Sunday, July 07

Geek

Daily News Stuff 7 July 2019

Seven Of Seven Edition

Tech Thoughts

It's the Sunday of an extra-long weekend in the US and tech news is rather thin on the ground right now.  So here are some random thoughts about bit-banging video cards.

Those videos yesterday about building the world's worst video card made me wonder if there was something in the middle - between breadboarding an entire circuit from 74LS chips and just soldering resistors to a development kit and doing everything in software.

And, it turns out, there is one - exactly one - chip right in the middle.

http://ai.mee.nu/images/WorldsWorstGPU6.jpg?size=720x&q=95

The Pic32MX2 (PDF) is available in a old-fashined 28-pin DIP (.3 inch, rather than the fat .6 inch type) so you can drop it into your breadboard right beside your quad J/K flip flops and your 8-input NAND gates and it won't look out of place.

But inside is a different story: It's a 50MHz 32-bit MIPS M4K with up 256K of flash and 64K of RAM.  It has SPI and I2C and USB and DMA and counters and timers and analog/digital converters and all that stuff.  Though in the 28-pin package, which is the only one that you can plop into a breadboard, you have a total of 19 selectable I/O pins so all those features are multiplexed to hell.

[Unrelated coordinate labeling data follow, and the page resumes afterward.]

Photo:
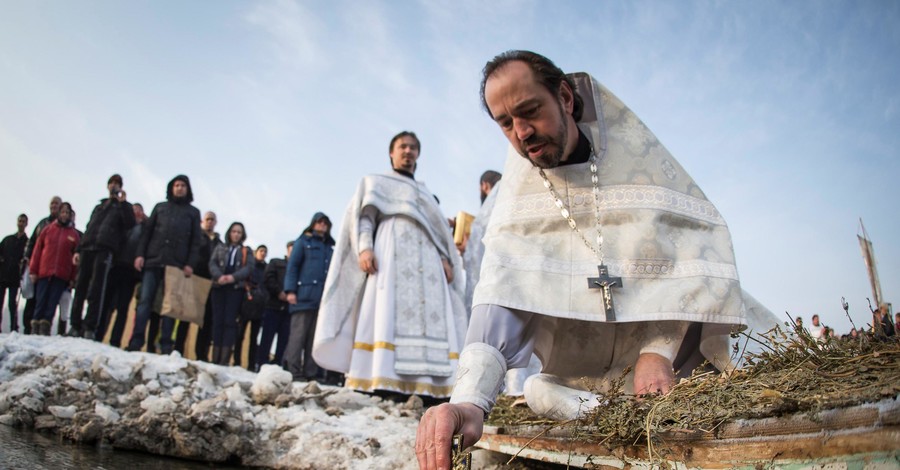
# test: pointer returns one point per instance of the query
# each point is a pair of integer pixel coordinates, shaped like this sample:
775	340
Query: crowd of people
117	267
120	259
881	319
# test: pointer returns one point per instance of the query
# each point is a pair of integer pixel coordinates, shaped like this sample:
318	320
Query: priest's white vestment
400	329
661	235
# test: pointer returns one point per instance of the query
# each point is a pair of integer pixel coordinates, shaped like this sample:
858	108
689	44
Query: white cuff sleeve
480	374
366	230
664	338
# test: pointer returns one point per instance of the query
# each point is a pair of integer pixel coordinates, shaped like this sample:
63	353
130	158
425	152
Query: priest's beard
548	159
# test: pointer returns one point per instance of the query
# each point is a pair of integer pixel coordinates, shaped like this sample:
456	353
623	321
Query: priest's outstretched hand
438	426
653	374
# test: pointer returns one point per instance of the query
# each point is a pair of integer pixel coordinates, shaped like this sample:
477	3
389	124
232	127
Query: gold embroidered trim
372	347
390	347
382	383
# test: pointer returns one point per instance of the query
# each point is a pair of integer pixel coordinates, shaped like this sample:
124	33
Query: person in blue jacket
303	283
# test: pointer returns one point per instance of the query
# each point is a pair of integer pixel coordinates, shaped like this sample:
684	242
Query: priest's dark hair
405	134
546	72
490	177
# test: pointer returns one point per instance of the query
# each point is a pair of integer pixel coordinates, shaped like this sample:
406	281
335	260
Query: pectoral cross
606	283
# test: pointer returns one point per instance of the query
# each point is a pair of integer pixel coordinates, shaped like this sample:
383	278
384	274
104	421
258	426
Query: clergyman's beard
548	159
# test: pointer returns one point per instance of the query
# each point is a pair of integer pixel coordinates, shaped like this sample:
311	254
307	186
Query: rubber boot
550	397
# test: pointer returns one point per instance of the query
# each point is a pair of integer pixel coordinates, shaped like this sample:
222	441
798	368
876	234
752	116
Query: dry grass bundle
793	374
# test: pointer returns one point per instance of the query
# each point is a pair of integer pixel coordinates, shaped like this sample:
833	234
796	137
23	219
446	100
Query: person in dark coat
51	267
252	311
209	241
170	238
123	279
104	236
30	304
231	265
276	318
304	281
12	254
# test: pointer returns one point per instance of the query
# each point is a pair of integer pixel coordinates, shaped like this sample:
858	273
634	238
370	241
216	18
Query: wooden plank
865	436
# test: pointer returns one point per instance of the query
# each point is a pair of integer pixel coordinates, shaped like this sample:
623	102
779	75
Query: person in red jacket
52	267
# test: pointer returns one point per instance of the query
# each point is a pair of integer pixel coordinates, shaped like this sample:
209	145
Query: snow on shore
87	391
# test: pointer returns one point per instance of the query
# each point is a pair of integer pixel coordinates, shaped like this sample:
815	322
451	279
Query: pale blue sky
786	113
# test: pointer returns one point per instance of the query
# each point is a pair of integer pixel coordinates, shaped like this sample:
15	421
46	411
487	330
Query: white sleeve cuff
664	338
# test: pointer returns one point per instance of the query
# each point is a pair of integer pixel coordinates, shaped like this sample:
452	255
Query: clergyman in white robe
400	329
681	297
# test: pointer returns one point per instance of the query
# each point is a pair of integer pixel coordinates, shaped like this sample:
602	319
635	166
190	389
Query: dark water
28	450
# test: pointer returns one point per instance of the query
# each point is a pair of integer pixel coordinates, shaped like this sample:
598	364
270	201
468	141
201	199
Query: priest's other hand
448	270
367	262
653	374
438	426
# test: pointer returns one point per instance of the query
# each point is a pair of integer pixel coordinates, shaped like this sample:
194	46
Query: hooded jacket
108	226
53	252
12	249
172	234
308	267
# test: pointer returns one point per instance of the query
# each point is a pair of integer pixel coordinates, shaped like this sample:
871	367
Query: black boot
217	351
225	356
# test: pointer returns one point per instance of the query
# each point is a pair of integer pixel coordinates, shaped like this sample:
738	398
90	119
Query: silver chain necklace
598	249
604	282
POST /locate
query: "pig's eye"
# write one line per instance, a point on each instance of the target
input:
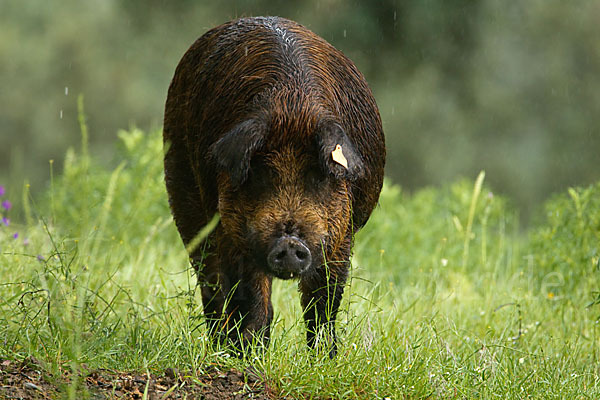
(259, 175)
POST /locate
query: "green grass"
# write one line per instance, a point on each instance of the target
(447, 297)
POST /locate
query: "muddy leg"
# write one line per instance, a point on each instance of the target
(321, 297)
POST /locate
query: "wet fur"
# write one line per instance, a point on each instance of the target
(253, 112)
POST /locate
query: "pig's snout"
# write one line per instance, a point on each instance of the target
(289, 257)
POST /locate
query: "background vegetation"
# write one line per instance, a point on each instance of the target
(462, 86)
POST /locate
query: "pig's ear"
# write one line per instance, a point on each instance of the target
(337, 153)
(232, 153)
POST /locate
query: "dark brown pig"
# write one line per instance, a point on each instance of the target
(270, 126)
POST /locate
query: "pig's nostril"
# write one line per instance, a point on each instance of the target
(289, 254)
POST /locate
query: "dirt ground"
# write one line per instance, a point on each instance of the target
(28, 380)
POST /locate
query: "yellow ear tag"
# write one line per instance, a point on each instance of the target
(338, 156)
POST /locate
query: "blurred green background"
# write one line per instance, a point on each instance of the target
(509, 87)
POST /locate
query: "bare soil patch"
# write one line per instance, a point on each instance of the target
(28, 380)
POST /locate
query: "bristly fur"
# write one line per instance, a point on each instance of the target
(254, 110)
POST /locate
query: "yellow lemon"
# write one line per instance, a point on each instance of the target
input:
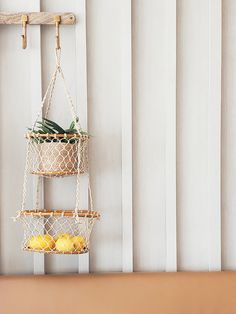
(64, 244)
(42, 242)
(79, 243)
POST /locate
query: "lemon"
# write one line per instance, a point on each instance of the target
(64, 244)
(79, 243)
(42, 242)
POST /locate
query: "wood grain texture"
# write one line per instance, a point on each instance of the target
(36, 18)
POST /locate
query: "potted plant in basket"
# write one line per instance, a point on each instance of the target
(55, 151)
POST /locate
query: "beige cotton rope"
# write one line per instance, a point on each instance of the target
(56, 155)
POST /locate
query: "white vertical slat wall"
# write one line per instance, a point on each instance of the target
(154, 82)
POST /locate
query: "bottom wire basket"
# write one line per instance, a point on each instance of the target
(57, 231)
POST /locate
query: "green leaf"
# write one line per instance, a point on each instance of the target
(54, 125)
(72, 125)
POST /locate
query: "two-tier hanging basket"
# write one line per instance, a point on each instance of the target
(52, 155)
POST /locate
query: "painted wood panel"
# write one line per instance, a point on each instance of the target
(228, 135)
(154, 113)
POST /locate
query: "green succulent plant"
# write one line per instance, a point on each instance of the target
(47, 126)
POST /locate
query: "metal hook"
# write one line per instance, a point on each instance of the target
(57, 20)
(24, 20)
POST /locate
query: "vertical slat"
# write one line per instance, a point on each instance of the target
(127, 222)
(214, 135)
(81, 97)
(171, 251)
(34, 46)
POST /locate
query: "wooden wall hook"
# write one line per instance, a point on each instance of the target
(57, 20)
(24, 20)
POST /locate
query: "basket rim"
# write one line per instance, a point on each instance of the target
(60, 212)
(30, 135)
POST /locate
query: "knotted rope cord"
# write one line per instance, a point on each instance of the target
(50, 90)
(24, 192)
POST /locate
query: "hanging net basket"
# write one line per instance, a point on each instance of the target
(57, 155)
(57, 231)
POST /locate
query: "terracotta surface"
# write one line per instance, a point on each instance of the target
(137, 293)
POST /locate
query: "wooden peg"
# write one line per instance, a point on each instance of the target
(24, 20)
(57, 20)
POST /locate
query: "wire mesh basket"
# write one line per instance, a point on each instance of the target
(57, 231)
(57, 155)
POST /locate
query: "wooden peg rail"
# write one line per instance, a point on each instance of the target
(37, 18)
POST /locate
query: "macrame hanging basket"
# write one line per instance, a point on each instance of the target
(56, 155)
(58, 231)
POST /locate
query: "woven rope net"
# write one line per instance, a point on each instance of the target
(53, 155)
(57, 155)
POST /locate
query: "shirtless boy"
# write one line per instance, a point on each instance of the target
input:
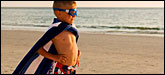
(65, 42)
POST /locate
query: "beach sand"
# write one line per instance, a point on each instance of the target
(101, 53)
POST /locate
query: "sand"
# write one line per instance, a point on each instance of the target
(101, 53)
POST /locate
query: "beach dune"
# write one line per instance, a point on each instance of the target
(101, 53)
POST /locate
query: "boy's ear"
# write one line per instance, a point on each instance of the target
(57, 13)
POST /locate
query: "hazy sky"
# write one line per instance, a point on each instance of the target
(85, 3)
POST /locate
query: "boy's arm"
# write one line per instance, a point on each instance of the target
(78, 58)
(59, 58)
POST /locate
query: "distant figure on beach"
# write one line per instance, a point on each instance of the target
(56, 52)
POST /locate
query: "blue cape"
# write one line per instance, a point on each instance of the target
(32, 54)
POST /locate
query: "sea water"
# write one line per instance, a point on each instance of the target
(145, 21)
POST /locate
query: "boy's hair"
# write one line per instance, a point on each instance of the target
(59, 4)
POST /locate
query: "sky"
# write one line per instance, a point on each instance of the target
(85, 3)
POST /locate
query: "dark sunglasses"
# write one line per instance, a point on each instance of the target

It's $6.65 in Australia, quantity 1, for the exact version we want: The full 256KB of flash and 64KB RAM, 50MHz (there's a 40MHz version that is slightly cheaper, but that would screw up our video clocks), 28-pin DIP, and USB 2.0 support.

The way I'd probably approach this would be to design it to drive a standard 1080p monitor, but over VGA.  Monitors to support that are everywhere, and dirt cheap.

Unfortunately the 1080p60 pixel clock is 150MHz, which is far higher than we can reasonably drive with this except maybe in a monochrome character-cell mode.

http://ai.mee.nu/images/WorldsWorstGPU2.jpg?size=720x&q=95

But if we scale back to a retro-level 320x180 (1/6th the resolution horizontally and vertically) an 8-bit frame buffer takes 57600 bytes, neatly fitting in our 64K RAM.  And the pixel clock is 25MHz, half our CPU clock.  (Well, not exactly.  We might need to find a more precise crystal, like the guy in the second video.)

And if we drop to 1080p30 for our timings, the pixel clock is 12.5MHz, which is the sort of speed you can mess about with as a hobbyist and have a chance of getting something working.


What I would do (if I were to do this, which, since it requires next to no soldering, I just might) is this:
  • A 57,600-byte framebuffer - or maybe slightly larger so we can scroll it around using "hardware" registers.

  • Once every six output lines, the CPU reads the next input line from the frame buffer.

  • Each byte is referenced in a 512-byte lookup table that converts it to a 16-bit value.

  • The 16-bit value is written to a 640-byte line buffer.

  • DMA streams the 640 byte line buffer a byte at a time to an 8-bit I/O port connected to a set of resistor ladders, at 25MHz, double our pixel clock.

    That's a lot, but if the internal memory is 32 bits and the DMA can buffer it appropriately, it will only be using 1/8th of the available bandwidth.

  • The resistor ladders convert six bits into 64 main colours with the extra two bits common across the LSB of each channel.  So you have 64 real colours, 16 grey levels, and some other inbetween colours.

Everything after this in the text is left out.